Это, как я узнал в ту достопамятную минуту, оказалась моя мастерская. Ничего подобного я еще не видывал. Куда там было сравниться с нею претенциозной хавире моей знаменитой тетки! Маро Д. лопнула бы от зависти, увидев здание, внутренние помещения и все те умные приспособления и затеи, которыми снабдила мастерскую Ева, тщательно все продумавшая совместно с лучшими архитекторами и самыми известными дизайнерами Австралии. Каков был свет — всегда яркий, ровный в любую погоду, днем и ночью — искусственный свет был так прекрасно подобран, что совершенно не отличался от естественного; каковы гобелены — подлинный семнадцатый век, — которыми были увешаны стены громадной мастерской; к ней примыкали графическая студия с новенькими офортными станками, прессами, наборами медных и цинковых пластин и небольшая «дамская» мастерская на тот случай, если Еве тоже захочется что-нибудь сотворить, и диванная, и буфетная с баром, с холодильниками и с неисчерпаемыми запасами чего только хотите. И даже бассейн был, и зал для гимнастики и занятий хатха-йогой, и столярная мастерская с набором австрийских инструментов, и мансарда-кабинет для уединенных раздумий, куда ключ был только один, и он, разумеется, вручался мне.
«Вот здесь и работай, милый, — сказала Ева, деловито осматривая мастерскую, словно портниха свое изделие, — это тебе небольшой свадебный подарок, — сказала она, — чтобы ты мог начать свою трудовую жизнь, мой любимый трудящийся».
Но она, оказывается, подарила мне не только лучшую в мире мастерскую. Из-за портьеры высунулась бледная голова с лысиной и тотчас скрылась.

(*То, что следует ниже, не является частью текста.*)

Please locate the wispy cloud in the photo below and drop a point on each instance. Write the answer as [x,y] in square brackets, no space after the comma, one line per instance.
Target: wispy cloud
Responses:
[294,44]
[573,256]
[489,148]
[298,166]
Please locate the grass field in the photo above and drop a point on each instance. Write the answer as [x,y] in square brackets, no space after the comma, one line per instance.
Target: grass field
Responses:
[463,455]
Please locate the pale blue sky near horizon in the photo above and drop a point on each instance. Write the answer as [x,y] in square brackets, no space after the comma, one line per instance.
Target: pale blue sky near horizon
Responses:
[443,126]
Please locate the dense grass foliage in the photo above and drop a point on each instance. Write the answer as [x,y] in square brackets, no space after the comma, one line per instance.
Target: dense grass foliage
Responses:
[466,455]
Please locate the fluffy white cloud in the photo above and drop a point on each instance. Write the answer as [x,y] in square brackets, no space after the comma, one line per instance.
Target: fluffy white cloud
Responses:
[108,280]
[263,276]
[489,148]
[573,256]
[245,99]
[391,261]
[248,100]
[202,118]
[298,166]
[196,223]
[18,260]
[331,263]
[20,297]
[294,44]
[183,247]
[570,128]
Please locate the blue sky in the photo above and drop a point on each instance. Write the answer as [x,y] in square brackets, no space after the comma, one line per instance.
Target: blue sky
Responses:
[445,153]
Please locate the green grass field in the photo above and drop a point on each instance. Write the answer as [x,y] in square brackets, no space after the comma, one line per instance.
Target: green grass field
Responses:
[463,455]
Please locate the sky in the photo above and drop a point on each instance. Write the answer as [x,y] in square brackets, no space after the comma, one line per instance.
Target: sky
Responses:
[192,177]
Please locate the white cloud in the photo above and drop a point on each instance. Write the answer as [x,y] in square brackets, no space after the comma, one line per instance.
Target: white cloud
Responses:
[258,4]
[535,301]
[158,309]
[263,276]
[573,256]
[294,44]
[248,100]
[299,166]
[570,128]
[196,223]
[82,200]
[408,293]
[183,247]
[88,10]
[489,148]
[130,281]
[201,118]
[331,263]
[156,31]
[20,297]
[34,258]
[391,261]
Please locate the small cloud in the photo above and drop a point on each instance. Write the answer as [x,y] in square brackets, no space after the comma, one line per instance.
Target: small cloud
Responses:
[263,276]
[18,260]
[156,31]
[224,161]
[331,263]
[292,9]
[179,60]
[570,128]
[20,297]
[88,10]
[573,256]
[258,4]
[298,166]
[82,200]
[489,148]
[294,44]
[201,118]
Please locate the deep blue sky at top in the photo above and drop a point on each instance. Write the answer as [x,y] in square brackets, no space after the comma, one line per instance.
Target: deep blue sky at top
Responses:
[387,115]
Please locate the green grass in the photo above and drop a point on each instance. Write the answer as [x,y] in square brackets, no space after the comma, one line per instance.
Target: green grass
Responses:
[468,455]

«Пан Зборовский! — позвала Ева, и когда лысый джентльмен подошел к нам, поклонившись мне и поцеловав у нее ручку, Ева представила: — Это господин Зборовский Станислав, талантливый художник, он тебе, милый, будет хорошим другом и компаньоном, чтобы тебе не было скучно сначала, пока ты еще не обзавелся знакомыми».
Я недоуменно смотрел на этого пана, который стоял перед нами, заложив руки за спину, и с невнятным выражением на лице поднимал поочередно то одну бровь, то другую.
«Пан Зборовский, — сказала жена, — будет работать в моей маленькой мастерской, потому что у меня пока нет времени заниматься живописью. Мне предстоит поездка в Иран, потом в Японию, потом в Америку, а ты начни работу, войди в курс дела, как говорят у вас, и тебе во всем поможет пан Станислав, правда ведь, пан Станислав?»
Тот наклонил голову, поднял правую бровь и хрустнул пальцами у себя за спиною.
Когда мы с Евой покинули мою великолепную мастерскую и вернулись в дом, она рассказала:
«О, это очень талантливый и бедный художник, мой дальний родственник, мне его стало жалко, у него ведь нет своей мастерской, и я решила ему немножечко помочь. Пусть он поработает рядом с тобой, ты не будешь сердиться, милый?»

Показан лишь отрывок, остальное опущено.